On April 19, 2018, while in Washington DC, the Government of Zimbabwe unveiled the Vision 2030 document outlining Government’s desire to rebuilding and transforming Zimbabwe to become an upper-middle income economy by 2030.
An upper middle-income economy is defined as a country with a Gross National Income (GNI) per capita of between $3 956 and $12 235 by the World Bank. Middle-income countries are home to 75 percent of the world’s population and 62 percent of the world’s poor and represent about one third of global Gross Domestic Product (GDP). Zimbabwe’s GNI was estimated at $1 790 in 2018, while the average for upper middle income economies was estimated at $8 869 in the same year.
To reach these goals, Zimbabwe needs to increase its GNI by a factor of no less than 2,2 in the coming decade, which is possible, but faces serious risks of failure given the numerous “policy missteps”, policy uncertainty and climate related shocks as noted by the International Monetary Fund (IMF) in their latest Staff Monitored report of March 2020. In addition, government has had to divert attention and resources to the fight against the Covid-19 pandemic, which has introduced new unexpected risks into the economy.
While short-term policy adjustments are always necessary, the long-term policy objectives should always provide a guiding ruder to both the policy makers and the markets as to how to behave and respond to external shocks.
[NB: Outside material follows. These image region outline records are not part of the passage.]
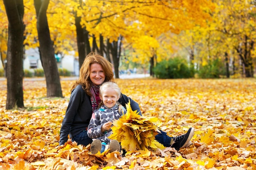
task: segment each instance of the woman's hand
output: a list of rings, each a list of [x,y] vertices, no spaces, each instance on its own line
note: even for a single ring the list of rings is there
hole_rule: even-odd
[[[112,122],[110,121],[108,121],[104,124],[101,126],[101,132],[103,132],[105,131],[108,131],[110,130],[111,125],[112,125]]]

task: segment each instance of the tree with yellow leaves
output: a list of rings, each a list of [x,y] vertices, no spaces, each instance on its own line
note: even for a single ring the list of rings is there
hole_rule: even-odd
[[[8,19],[6,108],[23,108],[23,42],[24,8],[22,0],[4,0]]]

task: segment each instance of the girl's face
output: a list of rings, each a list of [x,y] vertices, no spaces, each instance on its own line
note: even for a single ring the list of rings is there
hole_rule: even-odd
[[[119,99],[119,97],[117,96],[117,92],[111,88],[104,89],[100,97],[105,106],[108,108],[114,106]]]
[[[94,84],[101,85],[105,80],[105,76],[102,67],[99,64],[94,63],[90,66],[90,79]]]

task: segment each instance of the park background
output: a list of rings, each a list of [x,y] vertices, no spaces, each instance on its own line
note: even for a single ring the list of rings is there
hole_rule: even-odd
[[[253,0],[0,2],[1,168],[255,169],[255,6]],[[112,63],[122,92],[145,115],[160,119],[170,134],[195,127],[195,144],[123,158],[90,155],[70,143],[58,147],[74,81],[63,76],[76,79],[91,51]],[[137,73],[146,77],[119,78]]]

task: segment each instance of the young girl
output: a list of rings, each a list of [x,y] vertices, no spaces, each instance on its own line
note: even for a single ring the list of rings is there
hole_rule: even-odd
[[[109,145],[110,152],[117,150],[120,151],[118,141],[110,140],[108,137],[112,133],[110,127],[112,121],[126,112],[118,102],[121,96],[120,89],[115,83],[105,82],[100,87],[99,97],[103,105],[94,111],[87,131],[88,137],[96,139],[91,145],[91,152],[93,154],[100,150],[102,153],[107,145]]]

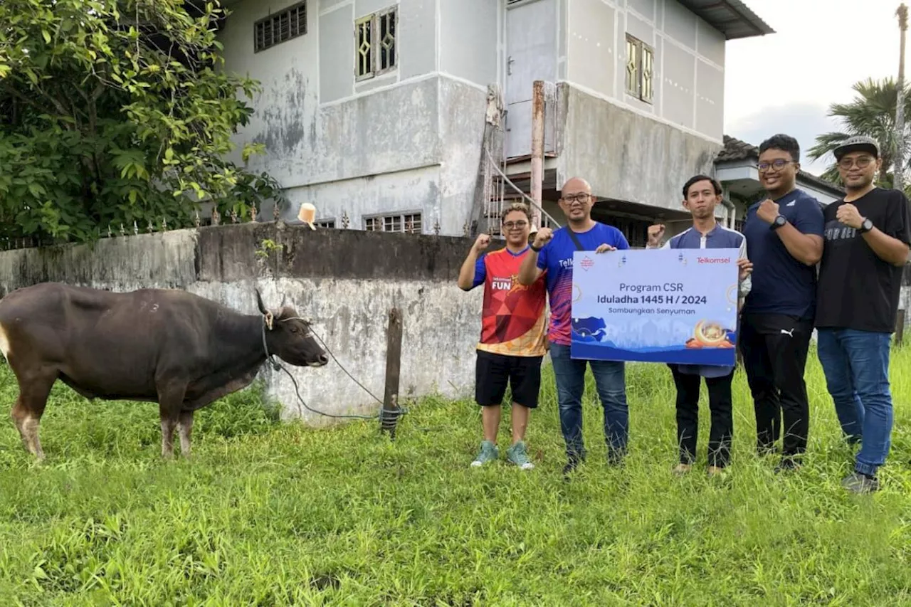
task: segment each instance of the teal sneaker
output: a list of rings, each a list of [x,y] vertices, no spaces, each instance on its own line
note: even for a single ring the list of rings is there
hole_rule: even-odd
[[[528,451],[521,440],[507,449],[507,458],[523,470],[530,470],[535,468],[535,465],[528,459]]]
[[[484,466],[488,461],[496,461],[500,457],[499,452],[496,450],[496,445],[494,445],[489,440],[481,441],[481,450],[478,451],[477,457],[475,458],[475,461],[471,462],[474,467]]]

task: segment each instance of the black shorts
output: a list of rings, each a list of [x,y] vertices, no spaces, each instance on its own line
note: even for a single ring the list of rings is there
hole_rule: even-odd
[[[537,406],[544,356],[511,356],[477,351],[475,367],[475,400],[482,406],[502,405],[507,385],[513,402],[533,409]]]

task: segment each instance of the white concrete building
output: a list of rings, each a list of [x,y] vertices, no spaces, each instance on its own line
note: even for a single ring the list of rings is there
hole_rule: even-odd
[[[505,110],[491,154],[527,192],[544,80],[544,208],[561,220],[558,189],[585,177],[606,199],[597,218],[634,246],[681,217],[686,179],[713,172],[726,41],[772,33],[740,0],[223,4],[226,68],[263,86],[237,137],[266,144],[251,168],[281,183],[288,219],[309,201],[333,227],[462,234],[486,204],[488,91]]]

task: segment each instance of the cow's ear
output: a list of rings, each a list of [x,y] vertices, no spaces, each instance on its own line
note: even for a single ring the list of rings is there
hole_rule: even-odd
[[[256,304],[260,306],[260,312],[261,312],[263,315],[268,314],[269,311],[266,310],[266,306],[262,304],[262,295],[260,294],[260,290],[254,289],[254,291],[256,291]]]

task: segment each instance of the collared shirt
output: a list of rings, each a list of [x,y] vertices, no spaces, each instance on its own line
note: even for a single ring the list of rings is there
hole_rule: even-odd
[[[688,228],[673,236],[664,243],[662,249],[740,249],[740,259],[746,259],[746,238],[741,232],[731,228],[725,228],[721,223],[705,234],[695,228]],[[750,276],[741,281],[739,289],[740,302],[749,294],[752,288]],[[719,366],[715,365],[678,365],[677,369],[687,375],[701,376],[703,377],[722,377],[733,370],[733,366]]]

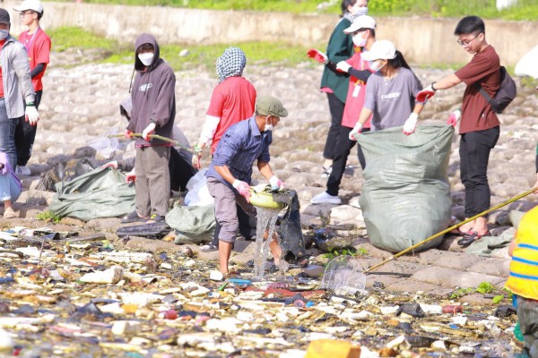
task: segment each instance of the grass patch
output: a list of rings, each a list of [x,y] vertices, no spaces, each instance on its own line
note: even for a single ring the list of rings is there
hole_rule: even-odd
[[[340,0],[84,0],[84,3],[291,13],[341,13]],[[538,18],[536,0],[518,0],[514,6],[500,12],[497,10],[495,0],[377,0],[370,2],[369,8],[369,13],[372,16],[457,18],[474,14],[485,19],[512,21],[534,21]]]
[[[113,50],[117,48],[118,42],[95,35],[76,27],[63,27],[47,33],[54,44],[53,50],[64,52],[70,48],[103,48]]]

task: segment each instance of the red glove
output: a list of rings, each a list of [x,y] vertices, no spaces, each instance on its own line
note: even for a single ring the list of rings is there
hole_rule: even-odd
[[[428,99],[433,97],[433,95],[435,95],[435,90],[433,90],[431,85],[430,85],[417,93],[417,102],[426,103],[428,102]]]
[[[307,52],[307,55],[323,64],[329,62],[327,55],[321,51],[317,51],[316,48],[310,48],[308,52]]]
[[[233,181],[232,185],[238,191],[239,195],[247,199],[247,202],[250,202],[250,185],[238,179]]]
[[[450,115],[448,116],[447,124],[452,125],[453,127],[456,128],[456,124],[457,124],[457,121],[459,121],[461,116],[462,116],[462,111],[460,109],[456,109],[456,111],[452,112],[450,114]]]

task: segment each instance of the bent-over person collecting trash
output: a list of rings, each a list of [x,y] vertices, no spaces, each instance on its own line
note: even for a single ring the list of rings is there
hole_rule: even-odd
[[[259,97],[253,117],[232,126],[221,139],[213,155],[207,177],[207,188],[215,200],[215,218],[221,225],[219,234],[220,270],[228,274],[228,261],[239,230],[236,204],[251,217],[256,209],[250,204],[252,165],[257,161],[262,175],[272,187],[283,188],[284,183],[273,173],[269,165],[269,146],[273,142],[273,128],[281,117],[288,115],[282,104],[273,97]],[[273,236],[269,244],[279,264],[282,249]]]

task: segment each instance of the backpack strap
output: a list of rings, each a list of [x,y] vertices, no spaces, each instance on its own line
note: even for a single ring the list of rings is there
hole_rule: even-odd
[[[480,84],[476,83],[476,86],[479,88],[480,94],[482,95],[482,97],[484,98],[486,98],[486,101],[488,101],[489,104],[491,104],[491,101],[493,100],[493,98],[491,98],[490,97],[490,95],[488,94],[488,92],[486,92],[484,90],[484,89]]]

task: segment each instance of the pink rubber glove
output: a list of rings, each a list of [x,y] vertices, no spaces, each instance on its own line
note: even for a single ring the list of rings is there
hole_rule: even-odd
[[[448,120],[447,121],[447,125],[452,125],[456,128],[456,124],[457,124],[457,121],[459,121],[462,116],[462,111],[458,108],[456,111],[452,112],[450,115],[448,115]]]
[[[284,182],[280,180],[276,175],[273,175],[269,179],[272,190],[284,189]]]
[[[250,202],[250,185],[238,179],[234,180],[231,185],[238,191],[239,195],[247,200],[247,202]]]
[[[357,141],[359,138],[359,134],[362,132],[362,124],[357,122],[357,124],[353,127],[351,132],[350,132],[349,139],[350,141]]]
[[[142,138],[143,138],[144,141],[150,141],[150,134],[153,134],[156,126],[157,124],[155,124],[154,123],[149,124],[148,126],[145,127],[145,129],[142,132]]]
[[[433,97],[433,95],[435,95],[435,90],[433,90],[431,85],[430,85],[417,93],[417,102],[426,103],[428,102],[428,99]]]
[[[134,169],[131,170],[129,173],[126,174],[126,183],[134,183],[136,182],[136,173],[134,173]]]
[[[323,64],[329,62],[327,55],[321,51],[317,51],[316,48],[310,48],[307,52],[307,55]]]

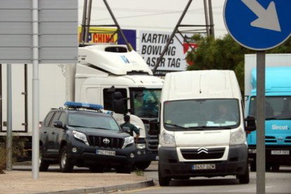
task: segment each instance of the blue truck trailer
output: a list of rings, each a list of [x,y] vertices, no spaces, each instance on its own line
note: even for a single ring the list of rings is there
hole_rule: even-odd
[[[248,56],[252,58],[251,56]],[[252,56],[253,57],[253,56]],[[270,57],[270,56],[269,56]],[[266,169],[277,171],[280,165],[291,165],[291,55],[284,56],[285,63],[278,58],[273,65],[266,58],[266,112],[265,112],[265,145]],[[249,74],[249,79],[245,80],[245,84],[251,84],[252,89],[247,95],[245,103],[246,115],[257,116],[257,69],[250,65],[252,60],[245,60],[245,74]],[[269,63],[268,63],[269,61]],[[249,82],[249,83],[248,83]],[[251,171],[256,171],[256,131],[247,135],[249,146],[249,161]]]

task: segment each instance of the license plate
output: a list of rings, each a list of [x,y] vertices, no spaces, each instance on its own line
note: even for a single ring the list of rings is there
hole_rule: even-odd
[[[115,151],[97,150],[97,155],[115,155]]]
[[[200,170],[200,169],[215,169],[215,164],[193,164],[193,170]]]
[[[271,155],[290,155],[289,150],[271,150]]]

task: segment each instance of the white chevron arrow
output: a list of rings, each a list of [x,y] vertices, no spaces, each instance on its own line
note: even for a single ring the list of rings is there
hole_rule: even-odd
[[[257,0],[242,1],[258,16],[257,20],[251,22],[252,26],[281,32],[274,1],[270,3],[266,10]]]

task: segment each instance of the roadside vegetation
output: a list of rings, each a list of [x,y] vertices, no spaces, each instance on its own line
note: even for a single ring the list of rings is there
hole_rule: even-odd
[[[233,70],[240,91],[244,93],[245,54],[254,54],[256,51],[240,46],[229,34],[216,39],[197,34],[192,39],[198,44],[198,48],[188,53],[187,60],[193,63],[193,65],[188,66],[188,70]],[[291,38],[276,48],[267,51],[266,53],[291,53]]]
[[[13,136],[12,142],[13,162],[16,162],[18,157],[25,157],[25,143],[27,140],[19,136]],[[0,174],[4,173],[6,168],[6,137],[0,136]]]

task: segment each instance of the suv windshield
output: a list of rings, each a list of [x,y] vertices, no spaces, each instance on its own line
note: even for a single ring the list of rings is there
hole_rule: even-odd
[[[252,96],[250,115],[257,116],[257,98]],[[291,119],[291,96],[266,96],[266,119]]]
[[[119,125],[112,117],[88,112],[70,113],[68,125],[97,129],[119,130]]]
[[[164,125],[170,130],[230,129],[240,123],[236,99],[164,102]]]
[[[161,89],[131,89],[132,114],[142,117],[157,117]]]

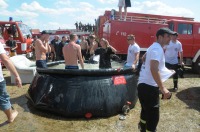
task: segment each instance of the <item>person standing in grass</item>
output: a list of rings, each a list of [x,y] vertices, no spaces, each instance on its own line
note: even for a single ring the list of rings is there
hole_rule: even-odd
[[[3,48],[3,45],[0,44],[0,59],[2,63],[6,66],[6,68],[15,76],[15,84],[17,87],[22,87],[22,82],[20,76],[15,69],[15,66],[6,55],[6,51]],[[0,66],[0,109],[6,114],[8,123],[11,123],[15,120],[18,115],[16,110],[12,109],[10,103],[10,97],[6,90],[6,81],[3,77],[2,67]]]

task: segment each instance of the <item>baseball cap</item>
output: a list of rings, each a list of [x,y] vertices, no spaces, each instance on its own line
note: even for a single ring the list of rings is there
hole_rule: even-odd
[[[46,31],[46,30],[43,30],[43,31],[41,32],[41,34],[51,34],[51,33],[48,32],[48,31]]]
[[[158,37],[159,35],[164,35],[165,33],[175,35],[176,32],[170,30],[169,28],[163,27],[163,28],[158,29],[156,33],[156,37]]]
[[[174,32],[174,34],[173,35],[176,35],[176,36],[178,36],[178,33],[177,32]]]

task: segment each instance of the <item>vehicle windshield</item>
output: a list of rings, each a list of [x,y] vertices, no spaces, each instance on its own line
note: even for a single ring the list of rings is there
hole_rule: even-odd
[[[23,36],[27,36],[27,35],[31,36],[30,29],[28,28],[27,25],[19,23],[18,26],[19,26]]]

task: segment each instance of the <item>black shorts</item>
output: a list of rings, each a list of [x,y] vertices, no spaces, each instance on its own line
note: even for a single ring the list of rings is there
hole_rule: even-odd
[[[36,66],[37,66],[37,68],[47,68],[47,61],[46,60],[37,60]]]
[[[82,53],[82,57],[85,57],[86,58],[86,53],[87,53],[87,50],[81,50],[81,53]]]
[[[131,0],[125,0],[125,6],[131,7]]]

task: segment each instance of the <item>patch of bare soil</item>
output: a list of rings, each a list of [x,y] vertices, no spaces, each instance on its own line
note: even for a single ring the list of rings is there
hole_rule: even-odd
[[[16,120],[7,124],[6,116],[0,111],[0,131],[59,131],[59,132],[138,132],[140,103],[137,102],[127,115],[126,120],[119,120],[119,115],[110,118],[66,118],[52,113],[36,110],[27,103],[25,94],[30,84],[17,88],[10,84],[9,72],[3,71],[7,81],[7,90],[11,102],[18,110]],[[165,86],[172,91],[170,78]],[[173,92],[173,91],[172,91]],[[199,132],[200,130],[200,78],[199,75],[186,73],[179,79],[179,90],[173,92],[170,100],[161,100],[158,132]]]

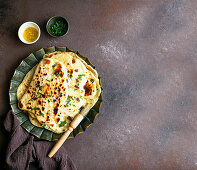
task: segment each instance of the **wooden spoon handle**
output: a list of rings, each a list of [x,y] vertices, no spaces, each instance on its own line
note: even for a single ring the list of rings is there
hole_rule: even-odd
[[[48,154],[48,157],[52,158],[53,155],[59,150],[59,148],[63,145],[66,141],[70,133],[79,125],[79,123],[83,120],[83,116],[77,114],[73,121],[70,123],[68,130],[61,136],[61,138],[57,141],[57,143],[53,146],[51,151]]]

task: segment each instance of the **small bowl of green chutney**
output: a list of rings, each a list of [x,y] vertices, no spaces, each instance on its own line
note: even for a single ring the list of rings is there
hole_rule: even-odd
[[[54,16],[48,20],[46,29],[52,37],[62,37],[69,30],[68,21],[61,16]]]

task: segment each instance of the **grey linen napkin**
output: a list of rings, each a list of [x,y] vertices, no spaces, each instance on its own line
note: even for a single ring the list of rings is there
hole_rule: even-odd
[[[10,133],[10,141],[6,151],[6,164],[9,169],[26,170],[31,162],[46,170],[76,170],[64,147],[49,158],[47,156],[53,147],[53,142],[36,141],[33,135],[24,130],[12,111],[9,111],[4,127]]]

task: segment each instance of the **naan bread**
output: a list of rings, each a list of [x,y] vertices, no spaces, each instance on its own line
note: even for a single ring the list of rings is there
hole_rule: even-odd
[[[46,54],[44,58],[45,59],[48,58],[48,60],[52,62],[59,61],[62,64],[62,70],[66,70],[67,72],[67,74],[65,74],[66,77],[63,77],[63,79],[65,79],[67,82],[67,89],[68,89],[67,97],[64,100],[64,102],[65,101],[66,102],[63,104],[64,107],[58,106],[58,110],[62,112],[61,115],[63,116],[56,116],[55,118],[53,118],[53,121],[49,121],[46,123],[43,121],[42,115],[35,114],[36,110],[28,109],[27,111],[29,113],[30,121],[35,126],[39,126],[39,127],[43,126],[46,129],[52,130],[55,133],[62,133],[67,130],[70,121],[72,121],[72,119],[77,113],[79,113],[81,110],[83,110],[83,112],[88,112],[97,102],[101,93],[98,74],[96,70],[94,70],[91,66],[89,66],[85,61],[83,61],[80,57],[78,57],[76,54],[71,52],[50,53],[50,54]],[[39,65],[32,68],[32,70],[30,70],[30,72],[25,76],[23,82],[19,86],[17,90],[17,97],[19,100],[24,93],[25,94],[27,93],[27,88],[29,84],[31,86],[32,82],[34,81],[33,77],[36,76],[38,72],[37,71],[38,67]],[[50,74],[51,72],[48,73]],[[42,76],[40,78],[42,78]],[[34,85],[32,87],[34,87]],[[25,98],[25,95],[22,97],[22,99],[23,98]],[[61,100],[63,99],[61,98]],[[24,100],[21,101],[24,102]],[[27,103],[23,103],[23,104],[27,104]],[[24,108],[22,109],[25,110]],[[46,110],[44,110],[43,113],[44,115],[47,115]],[[54,115],[50,114],[49,118],[51,117],[54,117]],[[61,121],[59,119],[58,122],[57,120],[56,121],[54,120],[59,117],[61,117],[60,119]]]

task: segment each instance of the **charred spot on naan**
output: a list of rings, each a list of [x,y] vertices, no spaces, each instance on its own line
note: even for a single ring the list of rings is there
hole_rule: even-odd
[[[90,96],[92,94],[92,84],[89,83],[89,81],[86,81],[86,84],[84,85],[84,90],[85,90],[85,96]]]

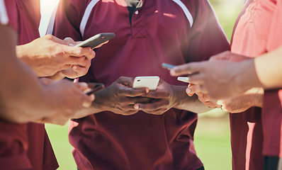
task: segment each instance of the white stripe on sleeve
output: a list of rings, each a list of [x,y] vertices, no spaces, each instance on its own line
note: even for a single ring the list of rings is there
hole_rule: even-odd
[[[0,23],[7,25],[8,23],[9,18],[6,11],[4,0],[0,0]]]

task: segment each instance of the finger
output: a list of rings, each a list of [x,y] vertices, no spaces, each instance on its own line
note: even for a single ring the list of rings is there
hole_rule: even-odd
[[[137,97],[146,94],[148,92],[149,89],[147,88],[133,89],[132,88],[123,87],[120,88],[118,91],[116,92],[116,95],[122,95],[128,97]]]
[[[170,97],[170,93],[167,90],[157,89],[155,91],[150,91],[149,93],[142,96],[152,98],[168,98]]]
[[[46,85],[50,85],[54,82],[53,80],[47,78],[40,78],[40,79],[41,80],[42,82],[43,82]]]
[[[196,93],[201,92],[201,86],[199,84],[190,86],[186,91],[189,96],[191,96]]]
[[[67,64],[71,65],[81,65],[81,66],[86,66],[87,64],[91,64],[90,60],[86,60],[84,56],[82,57],[72,57],[69,56],[67,61]]]
[[[205,74],[199,72],[193,75],[188,75],[188,81],[190,84],[198,84],[201,86],[204,83],[204,79],[205,79],[204,78],[205,78]]]
[[[88,69],[84,67],[81,67],[79,65],[73,65],[72,67],[72,69],[77,72],[77,76],[81,76],[86,74],[88,72]]]
[[[95,57],[95,52],[90,47],[69,47],[62,45],[63,53],[66,55],[72,57],[84,57],[91,60]]]
[[[226,60],[229,58],[230,51],[225,51],[216,55],[213,55],[210,58],[210,61],[214,60]]]
[[[159,100],[150,103],[136,103],[134,106],[134,108],[137,110],[142,110],[147,112],[157,110],[163,108],[165,108],[164,110],[167,110],[167,106],[169,104],[169,101],[167,100]]]
[[[81,91],[85,91],[89,89],[87,84],[85,82],[77,82],[74,84],[77,88],[79,88]]]
[[[103,43],[101,43],[101,44],[99,44],[98,45],[96,46],[96,47],[94,47],[94,48],[101,47],[103,45],[106,44],[106,43],[108,43],[108,40],[107,40],[106,42],[103,42]]]
[[[75,45],[75,41],[72,38],[65,38],[64,39],[64,44],[71,47]]]
[[[170,70],[171,76],[181,76],[196,73],[202,69],[203,62],[191,62],[186,64],[176,66]]]

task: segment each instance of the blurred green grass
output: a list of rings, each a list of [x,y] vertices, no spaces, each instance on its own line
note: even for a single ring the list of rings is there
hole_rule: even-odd
[[[231,169],[228,116],[222,113],[220,116],[212,115],[218,114],[211,112],[199,115],[194,139],[197,154],[207,170]],[[60,164],[59,170],[77,170],[72,147],[68,142],[68,125],[45,125]]]
[[[244,0],[210,1],[230,40],[234,23]],[[229,119],[227,114],[217,111],[199,115],[195,132],[195,147],[206,170],[230,170],[232,166]],[[219,115],[220,116],[217,116]],[[60,166],[58,169],[77,170],[72,154],[72,147],[68,142],[68,123],[64,126],[46,124],[46,130]]]

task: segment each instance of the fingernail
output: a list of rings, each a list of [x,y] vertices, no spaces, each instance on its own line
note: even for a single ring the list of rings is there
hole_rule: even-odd
[[[91,101],[94,101],[95,100],[95,95],[94,94],[90,95],[89,97],[90,97],[90,100],[91,100]]]
[[[90,107],[91,103],[90,103],[89,102],[84,102],[84,103],[82,103],[82,106],[83,106],[84,108],[89,108],[89,107]]]
[[[139,105],[137,105],[137,104],[134,105],[134,108],[135,109],[138,109],[139,108]]]
[[[84,87],[88,87],[88,84],[85,82],[79,82],[79,86],[84,86]]]

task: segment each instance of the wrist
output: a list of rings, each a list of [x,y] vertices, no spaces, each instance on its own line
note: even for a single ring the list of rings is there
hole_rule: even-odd
[[[248,60],[237,64],[234,86],[237,94],[242,94],[256,86],[256,73],[254,60]]]

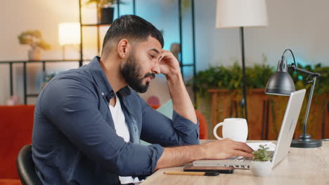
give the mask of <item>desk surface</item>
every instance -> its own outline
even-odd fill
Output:
[[[202,140],[201,143],[209,142]],[[290,148],[288,156],[266,177],[254,177],[250,170],[216,177],[170,175],[167,171],[183,171],[183,166],[161,169],[141,185],[147,184],[329,184],[329,142],[315,149]]]

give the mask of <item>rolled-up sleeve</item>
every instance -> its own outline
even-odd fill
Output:
[[[96,92],[85,83],[70,78],[51,81],[40,97],[44,114],[79,151],[110,172],[120,176],[153,172],[162,146],[125,142],[105,121]]]
[[[195,124],[174,111],[171,120],[154,110],[143,100],[141,102],[143,107],[141,139],[162,146],[200,144],[198,120]]]

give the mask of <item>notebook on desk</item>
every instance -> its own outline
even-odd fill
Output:
[[[305,92],[306,90],[302,89],[290,93],[278,137],[276,146],[274,151],[270,151],[270,153],[269,153],[270,157],[271,156],[272,168],[286,157],[288,153]],[[198,160],[193,161],[193,165],[194,166],[232,166],[238,169],[250,169],[251,161],[252,158],[234,156],[221,160]]]

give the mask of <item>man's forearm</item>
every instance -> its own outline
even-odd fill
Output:
[[[183,165],[205,157],[202,145],[184,146],[164,148],[162,155],[157,160],[155,170],[160,168]]]
[[[197,123],[193,104],[185,87],[181,74],[167,76],[174,110],[181,116]]]
[[[252,149],[243,142],[224,139],[203,144],[164,148],[155,170],[179,166],[199,159],[223,159],[231,156],[252,157]]]

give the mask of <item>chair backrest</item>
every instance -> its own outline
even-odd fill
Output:
[[[32,158],[32,146],[24,146],[17,157],[17,171],[22,185],[41,185]]]

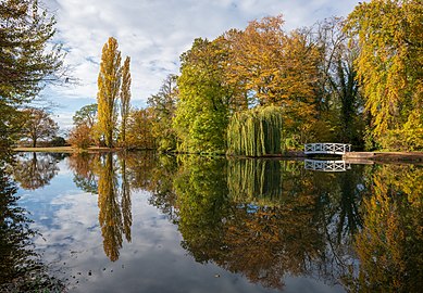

Short-term policy adjustments should however not introduce new or additional shocks or risks to the markets.
Consistency is therefore an imperative when medium to long term national strategies are implemented. The importance of the current Vision 2030 in dictating the longer term socio-economic future of the country cannot be underestimated and its success should be a shared goal.
To put the importance of Vision 2030 into contest first, before outlining some of the policy measures needed, we need to look at what 2030 will look like for the country. Based on the 2012 census results, approximately 11,3 million Zimbabweans are going to be economically active and in need of gainful employment by 2030.
This number compares to only 5,5 million in 2012 at the time of the census.
The number climbs to 12 million when you take into account the lack of strong safety nets, as represented by pensions, insurance and social security schemes, which have been decimated by hyperinflation, meaning more people will be working until much later into their lives just to afford decent living standards.
The current Covid-19 pandemic has not only brought the serious health and socio-economic vulnerabilities within our communities to the fore, but has also highlighted the urgency with which these issues need to be dealt with.
Analysing the census results and picking a few examples to demonstrate the potential challenges ahead gives a very grim picture if the situation is not mitigated. In 2030, assuming that the death rates remain fairly constant, approximately 1,1 million people will be retired and requiring pensions, social security payments and added healthcare services. This compares to only 535 000 citizens at or above the retirement age in 2012.
With respect to healthcare services, aged health costs will become a significant fiscal metric in the coming years given that very few people are contributing to social security schemes at the moment. When we then factor in the approximately 3,5 million females who would have reached reproductive age by 2030, the chronic investment gap in our healthcare system becomes very clear.
Therefore the importance of having a well-developed national strategy to address macro issues, such as the Vision 2030 national strategy is clear and we now need to deal with some of the policies needed to ensure that come 2030 we can count visible successes and do not review it in the same way we are doing the Vision 2020 policy document which was launched in March 1997 by the country’s former president, as indeed with many previous strategy documents. We will focus on three key macroeconomic policies of Savings, Taxes and Exports/Production, as these tend to condense all other aspects of governance into simple numbers and digits for easier analysis.
In finance, planning is generally regarded as having been done well when we can produce a budget that not only shows what our aspirations are, but that also shows what is needed to achieve those goals. Zimbabwe has over the years produced numerous annual budgets and in the past couple of years has even started doing mid-term budget reviews and supplementary budgets, but in all instances the country has ended up far off the mark.
This begs the questions whether the budgeting process is a sincere reflection of our true capabilities and the true nature of the data used in developing these projections. The consequence to such poor estimations is reflected in the numerous policy “missteps”, inconsistencies, and the “with immediate effect” approach to policy making, which does nothing to instil the type of confidence required for the huge amounts of private capital required to be committed to meet the investment shortfalls that exist.
This brings us to the first policy that is needed, which is Savings. A worrying feature of the Zimbabwean financial system is the low rates of savings in the economy due to chronically negative rates of real return for most retail investments.